Ce bassin si hospitalier, si ouvert, voila qu’il fait montre d’une inexplicable véhémence. Peut-être se laisse-t-il emporter par l’émotion. Peut-être en a-t-il juste assez. Rien en tout cas qui justifie une telle violence, que le son perdu d’un sifflet ne résout guère.
En apparence du moins.
Dans ce chaos, des silhouettes se détachent. L’une d’elle s’est fait entraînée vers le bas, mais l’autre s’y est fermement opposée. La colère de l’eau ne l’affecte guère, habituée qu’elle est à son caractère soupe au lait.
Et c’est ainsi que Maraiste et Idalienor réapparaissent à la surface.
Immédiatement après, mes mains s’abattent sur le panneau de contrôle, et mettent fin à l’expérience. Les vagues cessent, et ma collègue quitte le bassin avec un certain retentissement. Je ne peux alors qu’approuver son enthousiasme.
« -Oui ! Est-ce que ça te va si on fait encore quelques essais pour s’assurer que… ? »Je n’ai pas le temps de finir ma phrase. La décidément très sarcastique Cora, et sa sympathie peu apparente, font leur apparition sur le pas de la porte. Depuis combien de temps nous observe-t-elle ? Nous ne le saurons probablement jamais. Elle tourne rapidement les talons, et s’en va après nous avoir gentiment… « remercié » ?
« -…. Déjà ?… Booon… »Pas d’autres tests, donc. J’espère que ça suffira.
J’envoie une serviette à Idalienor, qui manifeste définitivement un certain désamour pour la chercheuse. Cela ne l’empêche cependant pas de vivement féliciter le Maraiste, pour ensuite redescendre, et lever une main pour concrétiser cette fin de collaboration.
Évidemment, je tape dedans, et la laisse se changer. Pendant qu’elle fait ça, je remonte en haut du bassin, et dégaine mes Pokéballs.
« -Soul, Meg, merci pour votre coopération ! »Le cri enthousiaste de la Loupio me fait comprendre sa reconnaissance réciproque, tandis que Soul se montre plus réservé. Je présume qu’il aurait préféré un bassin moins sujet aux courants soudains et agités… Enfin, avec moi, il doit avoir l’habitude, des perturbations spontannées.

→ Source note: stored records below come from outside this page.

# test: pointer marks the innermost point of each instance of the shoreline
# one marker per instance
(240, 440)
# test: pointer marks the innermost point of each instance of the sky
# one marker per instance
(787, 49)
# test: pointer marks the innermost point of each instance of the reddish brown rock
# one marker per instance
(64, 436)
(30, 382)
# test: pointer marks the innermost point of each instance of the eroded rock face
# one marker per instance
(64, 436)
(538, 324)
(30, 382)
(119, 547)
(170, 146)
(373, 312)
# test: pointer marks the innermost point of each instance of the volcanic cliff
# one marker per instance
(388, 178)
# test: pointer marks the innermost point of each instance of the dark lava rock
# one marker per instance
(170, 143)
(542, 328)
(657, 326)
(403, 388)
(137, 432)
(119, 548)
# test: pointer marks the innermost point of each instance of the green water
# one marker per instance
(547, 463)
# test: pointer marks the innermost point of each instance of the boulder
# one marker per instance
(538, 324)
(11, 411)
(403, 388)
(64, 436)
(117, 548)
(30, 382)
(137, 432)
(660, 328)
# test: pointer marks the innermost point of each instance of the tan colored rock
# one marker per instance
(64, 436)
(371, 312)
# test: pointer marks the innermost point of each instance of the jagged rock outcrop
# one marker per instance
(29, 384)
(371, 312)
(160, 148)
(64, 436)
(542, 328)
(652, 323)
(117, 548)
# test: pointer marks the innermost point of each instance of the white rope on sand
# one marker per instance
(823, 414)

Mes Pokémon de retour dans leurs Pokéball, et Idalienor sèche, il ne reste que le Maraiste barbotant dans le bassin. Celui-ci a plaqué ses deux pattes contre le rebord, et nous observe de là-haut. Je le toise également, sans trop deviner la suite.

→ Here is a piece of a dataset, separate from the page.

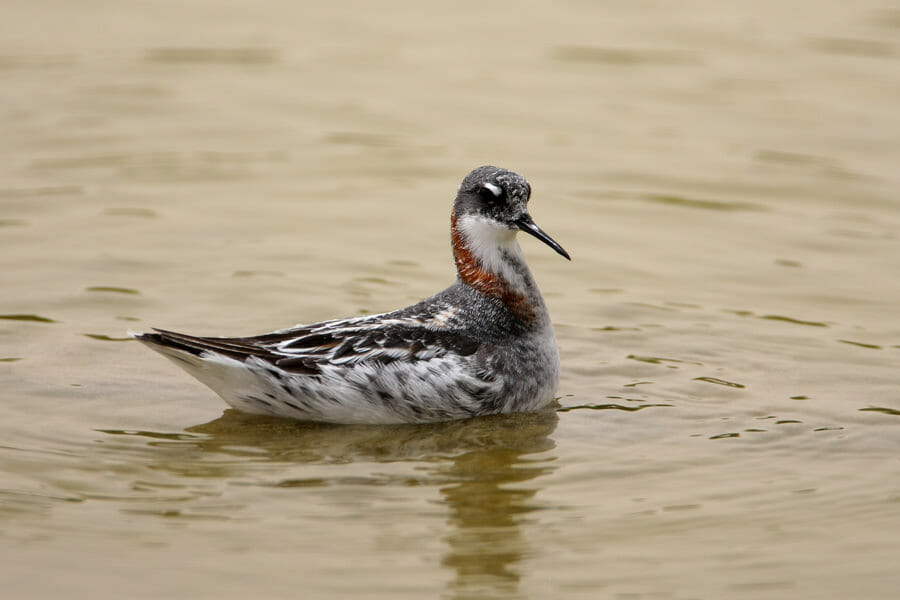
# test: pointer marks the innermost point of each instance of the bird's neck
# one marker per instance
(488, 258)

« -Nous n’avons pas sa Pokéball, et il était déjà là quand on est arrivés, donc… Je présume qu’on le laisse ici, et qu’on part faire notre rapport à Hortense ? »Je ne vois pas trop quelles sont les autres options qui s’offrent à nous, de toute façon. Sobrement, je pose le sifflet bien en évidence sur la table de la salle, histoire qu’il puisse être facilement retrouvé, et me contente de saluer le Pokémon d’un vif geste de la main.
« -Prends soin de toi, bonhomme. On compte sur toi pour sauver des vies ! »Il ne réagit pas vraiment, et se contente de nous suivre laconiquement du regard, jusqu’à ce qu’on ait quitté la pièce. Difficile de savoir à quoi il pense exactement.
Alors que nous marchons dans le couloir afin de quitter le complexe, une pensée me traverse l’esprit, et je croise les bras derrière la tête.
« -On ne lui aura pas donné de surnom, au final… »C’est peut-être pas plus mal. On ignore sa réelle appartenance et son rôle futur. D’autres gens seront certainement amenés à tisser des liens plus étroits avec lui que nous le temps de ce cours seul.
Le temps de faire notre rapport tout beau tout propre à notre professeure, et nous sommes invités à retourner au car. Ça ne tiendrait qu’à moi, je partirai d’ici à grand renfort de Ptéra, mais les règles sont les règles… Nous sommes sous l’autorité de Hortense jusqu’à notre retour à l’académie, elle ne peut pas prendre le risque qu’il nous arrive quelque chose.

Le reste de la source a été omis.